Trump’s win challenges the notion that parties are composed of differing regional interests. The former president won the backing of nearly every statewide elected Republican in Haley’s home state, plowing through the South after decisive victories in Iowa and New Hampshire. While Trump only made five visits to the state since the start of 2024 for rallies and fundraisers, his team here worked to woo grassroots conservatives and faith leaders. And he showed off that political strength early in the primary, flaunting his endorsements from key South Carolina lawmakers at campaign events, including Gov. Henry McMaster and Trump’s former presidential rival, Sen. Tim Scott, who is now a top contender for Trump’s vice presidential running mate.

Though Trump was coasting towards a win in all public opinion polls, his team spent much of the primary’s closing days hammering Haley in harsh terms. Trump’s campaign attacked her record on immigration and the state’s gas tax and ran a statewide television ad targeting her Social Security plan. Trump repeatedly used an insulting nickname, “Birdbrain,” when talking about Haley and even raised suggestive questions about why Haley’s husband, a South Carolina National Guardsman who is deployed abroad, did not appear on the trail with her.

Trump and his team also publicly pressured Haley to get out of the race. A memo sent out this week by top Trump advisers Susie Wiles and Chris LaCivita called Haley a “wailing loser hell-bent on an alternative reality and refusing to come to grips with her imminent political mortality.”

At a rally the night before the primary, Trump highlighted Haley’s support from Democratic donors and said the former U.N. ambassador should “switch parties.”

Haley fought back. Her campaign poured millions of dollars into television, radio and digital ads in the state, and she campaigned aggressively across South Carolina. She called Trump an agent of “chaos,” questioned his age and mental fitness and said that Trump’s multiple courtroom dramas were not only a distraction from issues facing voters but damaged his odds of winning a general election. And she called out Trump for his comments about NATO and for comparing himself to Russian opposition leader Alexei Navalny.

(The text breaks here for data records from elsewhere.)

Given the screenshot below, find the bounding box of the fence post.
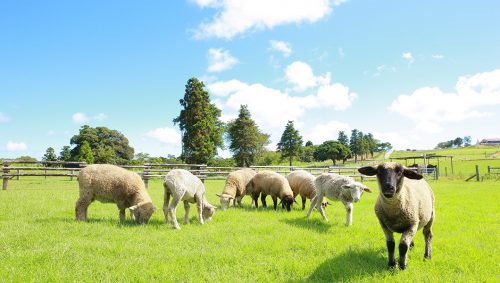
[476,164,479,182]
[2,162,9,190]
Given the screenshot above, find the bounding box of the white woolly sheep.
[217,168,257,210]
[358,162,435,269]
[247,171,295,211]
[306,173,372,226]
[286,170,330,210]
[163,169,215,229]
[75,164,156,223]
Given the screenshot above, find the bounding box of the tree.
[464,136,472,146]
[42,147,57,166]
[314,140,351,166]
[349,129,360,163]
[78,141,94,164]
[58,145,71,162]
[337,131,349,146]
[173,77,224,164]
[277,121,302,166]
[227,105,269,167]
[70,125,134,164]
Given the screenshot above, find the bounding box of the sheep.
[216,168,257,210]
[286,170,330,210]
[247,171,295,211]
[75,164,156,223]
[306,173,372,226]
[358,162,435,269]
[163,169,215,229]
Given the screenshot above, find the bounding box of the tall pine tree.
[277,121,302,166]
[227,105,269,167]
[174,77,224,164]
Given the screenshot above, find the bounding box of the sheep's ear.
[403,168,424,180]
[358,166,377,176]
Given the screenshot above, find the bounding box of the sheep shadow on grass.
[280,217,335,233]
[300,249,387,282]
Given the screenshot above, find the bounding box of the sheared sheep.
[217,168,257,210]
[163,169,215,229]
[286,170,330,210]
[75,164,156,223]
[247,171,295,211]
[358,162,435,269]
[306,173,372,226]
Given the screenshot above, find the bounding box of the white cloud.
[146,127,182,145]
[207,80,247,96]
[195,0,338,39]
[71,112,108,124]
[389,69,500,133]
[269,40,292,57]
[401,52,415,64]
[301,120,351,144]
[6,141,28,151]
[71,112,90,124]
[208,48,238,72]
[285,61,331,92]
[0,112,10,123]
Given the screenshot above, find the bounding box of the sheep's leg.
[184,201,191,224]
[344,202,354,226]
[300,195,307,210]
[252,193,259,208]
[306,194,319,217]
[398,225,418,269]
[379,219,396,268]
[423,212,434,259]
[75,197,92,221]
[166,196,182,229]
[271,196,285,210]
[260,193,267,207]
[163,191,170,224]
[194,194,204,224]
[311,195,328,222]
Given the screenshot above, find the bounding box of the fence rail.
[1,160,454,190]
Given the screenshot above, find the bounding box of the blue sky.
[0,0,500,158]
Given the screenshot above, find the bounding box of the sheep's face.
[201,202,215,221]
[358,162,423,198]
[129,202,156,224]
[281,196,295,211]
[217,194,234,210]
[342,182,372,202]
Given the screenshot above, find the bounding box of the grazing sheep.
[75,164,156,223]
[217,168,257,210]
[247,171,295,211]
[358,162,435,269]
[163,169,215,229]
[306,173,372,226]
[286,170,327,210]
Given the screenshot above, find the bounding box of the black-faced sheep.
[163,169,215,229]
[247,171,295,211]
[75,164,155,223]
[306,173,371,226]
[358,162,435,269]
[217,168,257,210]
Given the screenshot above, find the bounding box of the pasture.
[0,178,500,282]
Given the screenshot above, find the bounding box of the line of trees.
[43,77,391,167]
[436,136,472,149]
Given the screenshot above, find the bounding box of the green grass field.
[0,178,500,282]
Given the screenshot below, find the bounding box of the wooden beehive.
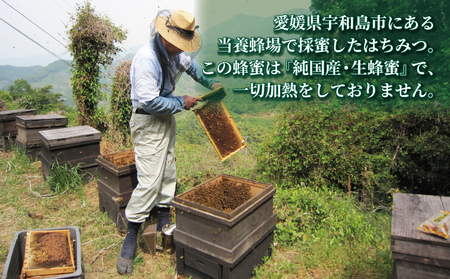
[193,100,247,161]
[2,227,85,279]
[0,109,37,152]
[391,193,450,279]
[16,114,68,146]
[39,126,101,182]
[96,150,138,194]
[172,175,276,279]
[96,150,138,230]
[21,230,76,278]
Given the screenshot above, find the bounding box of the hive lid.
[39,126,102,148]
[0,109,37,122]
[193,100,247,162]
[16,114,68,128]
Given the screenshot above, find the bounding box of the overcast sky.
[0,0,311,66]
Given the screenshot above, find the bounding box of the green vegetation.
[0,0,450,278]
[110,60,133,142]
[0,79,74,114]
[67,2,126,130]
[47,160,87,194]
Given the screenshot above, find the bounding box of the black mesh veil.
[150,10,199,88]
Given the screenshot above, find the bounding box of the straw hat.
[155,10,202,52]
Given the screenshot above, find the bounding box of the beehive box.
[96,150,138,195]
[16,114,67,159]
[391,193,450,279]
[97,180,131,231]
[0,109,37,152]
[172,174,276,278]
[193,100,247,161]
[16,114,68,146]
[39,126,101,183]
[2,227,84,279]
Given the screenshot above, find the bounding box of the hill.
[0,9,310,113]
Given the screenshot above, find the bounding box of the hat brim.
[155,16,202,52]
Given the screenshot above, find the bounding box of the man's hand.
[183,95,202,110]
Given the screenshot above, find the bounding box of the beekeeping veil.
[150,10,201,86]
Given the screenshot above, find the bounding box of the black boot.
[156,207,170,232]
[116,222,142,274]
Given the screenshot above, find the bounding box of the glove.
[211,82,225,91]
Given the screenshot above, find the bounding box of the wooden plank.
[17,126,61,146]
[42,142,100,166]
[0,109,37,122]
[394,259,450,279]
[172,174,275,227]
[176,233,273,279]
[184,249,221,278]
[97,179,133,207]
[39,126,101,149]
[392,252,450,269]
[391,193,447,245]
[177,199,273,249]
[391,240,450,268]
[95,164,138,195]
[16,114,68,129]
[173,214,277,265]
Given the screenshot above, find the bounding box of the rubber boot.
[117,222,142,274]
[156,207,170,232]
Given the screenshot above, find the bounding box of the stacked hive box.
[391,193,450,279]
[39,126,101,182]
[172,175,277,279]
[96,150,138,230]
[0,109,37,152]
[16,114,67,159]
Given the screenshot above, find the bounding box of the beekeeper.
[117,10,222,274]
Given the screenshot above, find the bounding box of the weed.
[47,160,87,193]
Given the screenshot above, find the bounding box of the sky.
[0,0,311,66]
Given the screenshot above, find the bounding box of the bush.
[258,103,450,205]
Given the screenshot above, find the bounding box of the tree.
[8,79,33,100]
[67,1,126,130]
[110,60,133,142]
[5,79,66,113]
[17,85,65,113]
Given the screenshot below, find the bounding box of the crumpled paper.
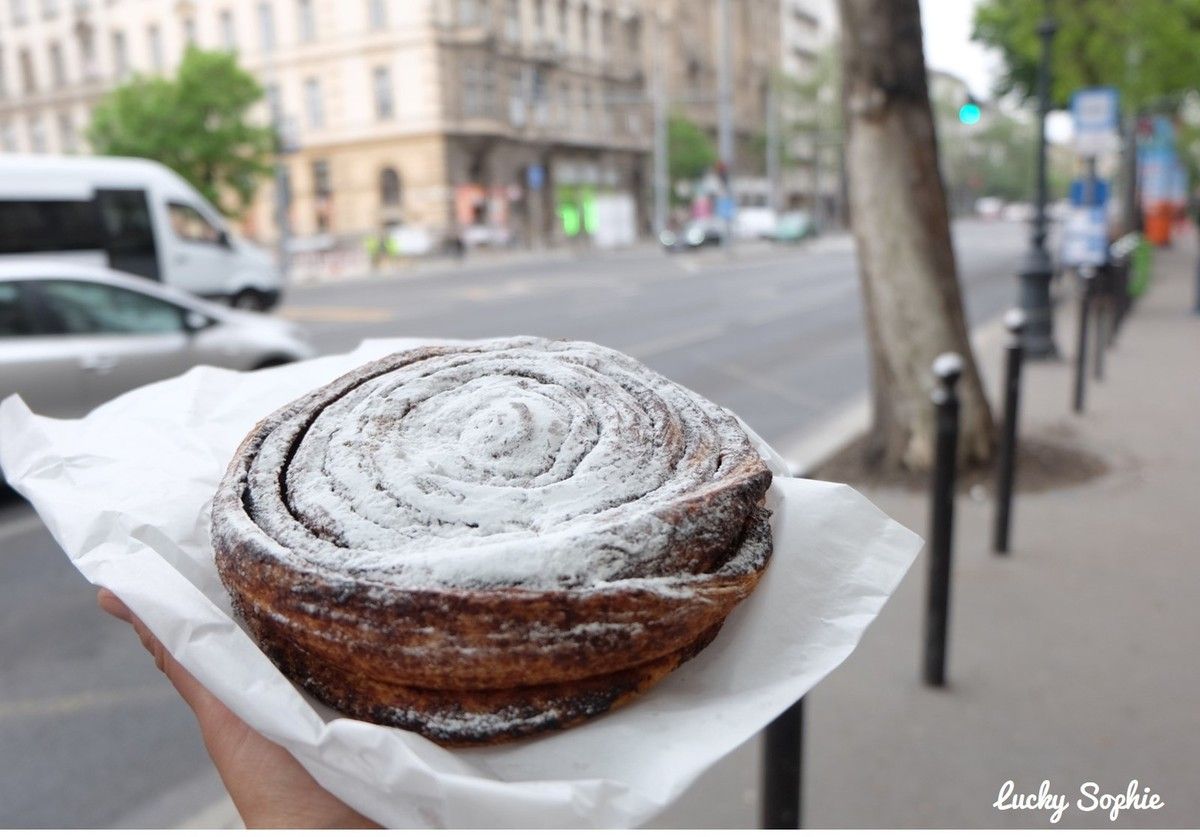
[0,339,920,829]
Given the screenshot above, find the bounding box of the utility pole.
[654,10,671,235]
[767,74,780,212]
[1019,7,1058,360]
[716,0,733,247]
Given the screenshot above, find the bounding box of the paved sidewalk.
[180,239,1200,827]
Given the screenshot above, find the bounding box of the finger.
[96,588,133,625]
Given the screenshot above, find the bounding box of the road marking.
[278,306,394,323]
[712,363,823,410]
[624,324,725,357]
[0,513,43,541]
[0,685,175,723]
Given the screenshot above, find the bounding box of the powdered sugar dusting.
[222,338,769,591]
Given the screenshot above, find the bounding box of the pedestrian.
[97,589,379,829]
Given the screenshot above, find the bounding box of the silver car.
[0,261,314,419]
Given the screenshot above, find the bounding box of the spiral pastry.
[212,337,770,745]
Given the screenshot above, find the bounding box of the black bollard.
[760,698,804,829]
[1092,267,1112,381]
[992,308,1025,555]
[1074,267,1096,413]
[925,351,962,686]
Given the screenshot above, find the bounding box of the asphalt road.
[0,222,1025,827]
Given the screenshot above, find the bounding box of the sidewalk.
[182,239,1200,827]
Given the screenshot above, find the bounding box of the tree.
[838,0,994,470]
[667,115,716,191]
[972,0,1200,110]
[88,48,275,215]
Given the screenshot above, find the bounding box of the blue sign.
[1062,206,1109,267]
[526,164,546,192]
[1070,88,1118,157]
[1069,180,1110,206]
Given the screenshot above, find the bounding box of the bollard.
[1092,267,1112,381]
[992,308,1025,555]
[761,698,804,829]
[924,351,962,686]
[1074,267,1096,413]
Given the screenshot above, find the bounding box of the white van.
[0,155,281,309]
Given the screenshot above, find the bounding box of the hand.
[96,589,379,829]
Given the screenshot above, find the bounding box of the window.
[0,282,29,337]
[296,0,317,43]
[49,41,67,88]
[304,78,325,128]
[167,200,221,245]
[367,0,388,29]
[373,67,395,119]
[146,23,163,72]
[59,112,78,153]
[266,82,283,125]
[0,200,104,253]
[29,116,46,153]
[258,2,275,53]
[312,159,334,198]
[379,168,402,206]
[220,8,238,53]
[19,49,37,94]
[34,279,184,335]
[504,0,521,43]
[113,31,130,78]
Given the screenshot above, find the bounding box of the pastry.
[212,337,770,745]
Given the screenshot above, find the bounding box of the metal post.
[716,0,734,247]
[992,308,1025,555]
[654,12,671,235]
[1092,267,1111,381]
[1018,8,1058,360]
[1074,266,1096,413]
[924,351,962,686]
[760,698,804,829]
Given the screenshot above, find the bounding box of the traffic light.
[959,96,983,125]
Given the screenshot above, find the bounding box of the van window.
[167,200,221,245]
[0,200,104,253]
[0,282,29,338]
[36,279,184,335]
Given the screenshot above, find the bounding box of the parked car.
[659,218,725,252]
[0,153,281,311]
[0,260,316,417]
[768,212,817,243]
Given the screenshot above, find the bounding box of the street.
[0,221,1026,827]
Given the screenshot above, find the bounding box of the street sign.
[1062,206,1109,267]
[1070,88,1118,157]
[526,164,546,192]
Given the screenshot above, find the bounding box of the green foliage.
[667,115,716,183]
[88,48,275,215]
[972,0,1200,110]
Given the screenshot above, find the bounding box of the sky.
[920,0,1000,98]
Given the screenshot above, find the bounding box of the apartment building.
[0,0,650,248]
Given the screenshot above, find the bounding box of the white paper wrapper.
[0,339,920,827]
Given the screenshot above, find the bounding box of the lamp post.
[1018,8,1058,360]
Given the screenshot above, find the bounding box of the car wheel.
[229,288,266,311]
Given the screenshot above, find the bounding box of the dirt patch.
[810,424,1109,494]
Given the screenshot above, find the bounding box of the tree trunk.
[838,0,994,471]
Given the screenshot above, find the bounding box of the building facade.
[0,0,650,250]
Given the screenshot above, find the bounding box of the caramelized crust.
[212,338,770,745]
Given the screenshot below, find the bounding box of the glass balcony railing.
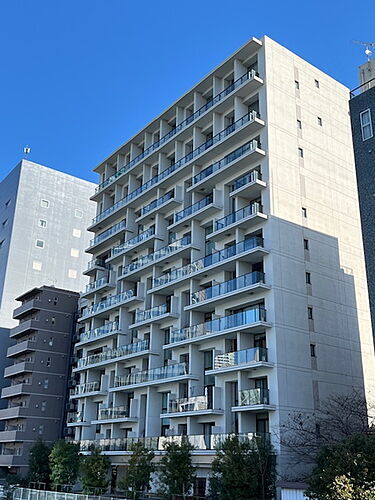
[111,226,155,257]
[81,289,136,318]
[92,111,257,224]
[214,347,268,370]
[152,236,263,288]
[170,305,266,344]
[135,304,169,323]
[215,202,263,231]
[122,235,191,276]
[168,396,209,413]
[77,340,150,368]
[98,406,129,420]
[239,388,270,406]
[90,220,126,248]
[95,70,258,193]
[79,321,119,342]
[191,271,264,304]
[174,193,214,222]
[231,170,262,191]
[77,432,270,451]
[192,139,260,185]
[141,190,174,216]
[114,363,189,387]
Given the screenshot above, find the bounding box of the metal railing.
[95,70,258,193]
[170,305,266,344]
[191,271,265,304]
[214,347,268,370]
[215,202,263,231]
[152,236,263,288]
[92,111,257,224]
[114,363,189,387]
[121,235,191,276]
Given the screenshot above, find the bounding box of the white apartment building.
[69,37,375,492]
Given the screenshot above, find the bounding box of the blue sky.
[0,0,375,181]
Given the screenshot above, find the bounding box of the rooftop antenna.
[354,40,375,61]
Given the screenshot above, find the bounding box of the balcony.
[86,220,126,253]
[186,271,270,311]
[112,363,195,390]
[74,339,150,371]
[168,305,270,347]
[89,111,264,230]
[148,236,268,293]
[121,236,191,278]
[95,70,263,194]
[212,202,267,241]
[78,321,119,344]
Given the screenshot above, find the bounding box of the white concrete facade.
[70,37,375,488]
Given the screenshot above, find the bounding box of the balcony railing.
[114,363,189,387]
[192,139,260,185]
[77,340,150,368]
[95,70,258,193]
[174,194,214,222]
[79,321,119,342]
[191,271,265,304]
[111,226,155,257]
[170,305,266,344]
[152,236,263,288]
[141,189,174,216]
[77,432,270,452]
[122,235,191,276]
[92,111,257,224]
[135,304,170,323]
[215,202,263,231]
[239,388,270,406]
[168,396,209,413]
[98,406,129,420]
[214,347,268,370]
[90,220,126,247]
[81,289,136,318]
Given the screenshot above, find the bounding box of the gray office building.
[0,286,79,474]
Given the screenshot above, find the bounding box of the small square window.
[33,260,42,271]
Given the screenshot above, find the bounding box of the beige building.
[69,37,375,493]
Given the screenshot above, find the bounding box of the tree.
[307,434,375,500]
[28,439,51,486]
[159,437,195,499]
[210,434,276,500]
[80,447,111,494]
[49,440,80,488]
[119,442,155,500]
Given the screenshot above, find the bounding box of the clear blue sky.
[0,0,375,181]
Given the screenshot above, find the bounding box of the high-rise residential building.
[0,286,79,475]
[0,160,95,328]
[350,59,375,337]
[70,37,375,494]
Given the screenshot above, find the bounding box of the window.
[310,344,316,358]
[68,269,77,280]
[359,109,373,141]
[33,260,42,271]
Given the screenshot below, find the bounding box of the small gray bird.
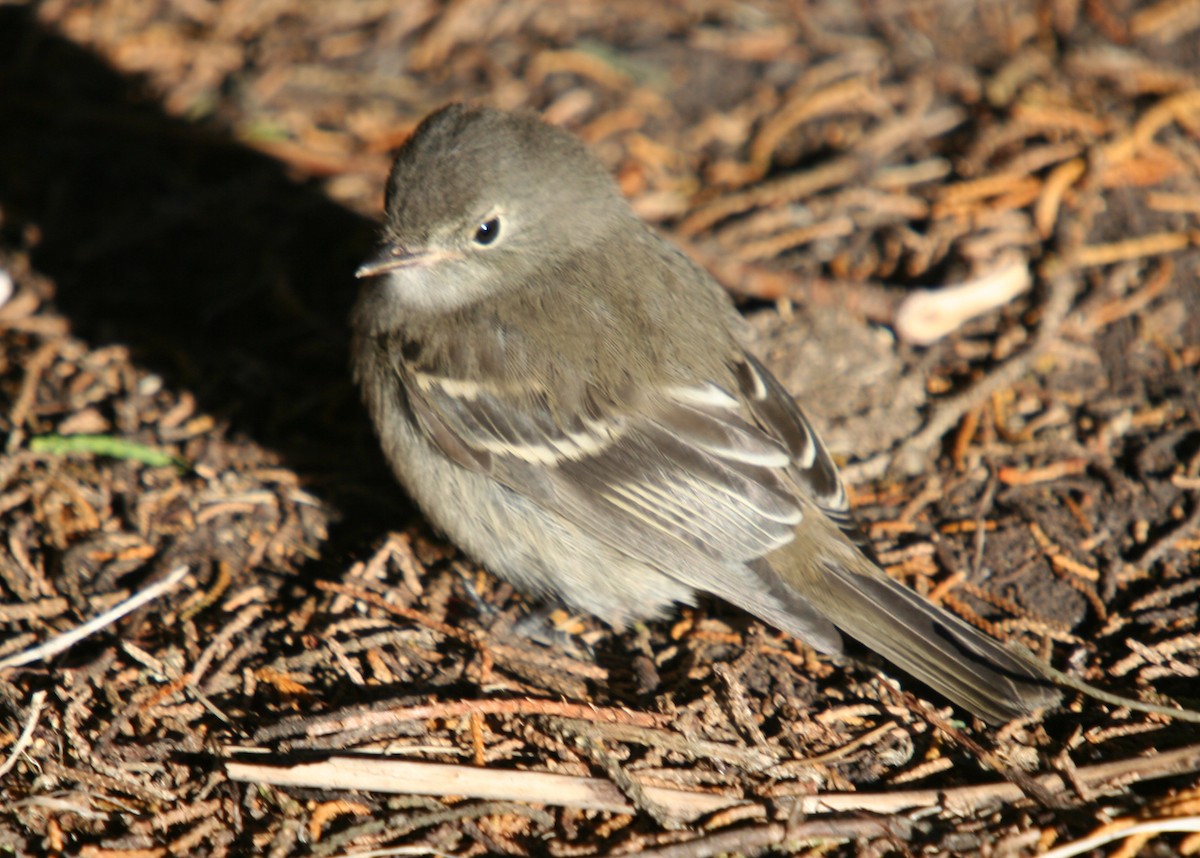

But her criticisms of Trump didn’t convince voters. And she has struggled at times to thread the needle between saying Trump should not be president and also that she is not a ‘Never Trumper.’

Gerri McDaniel, Trump’s 2016 South Carolina state director who was one of the founders of the Myrtle Tea Party and supported Haley’s governor campaign, questioned Haley’s political future in the state.

“I really wish that they were not running against each other. I wish that Nikki Haley had waited,” McDaniel said. “People don't understand. What is she thinking? What is she trying to do?”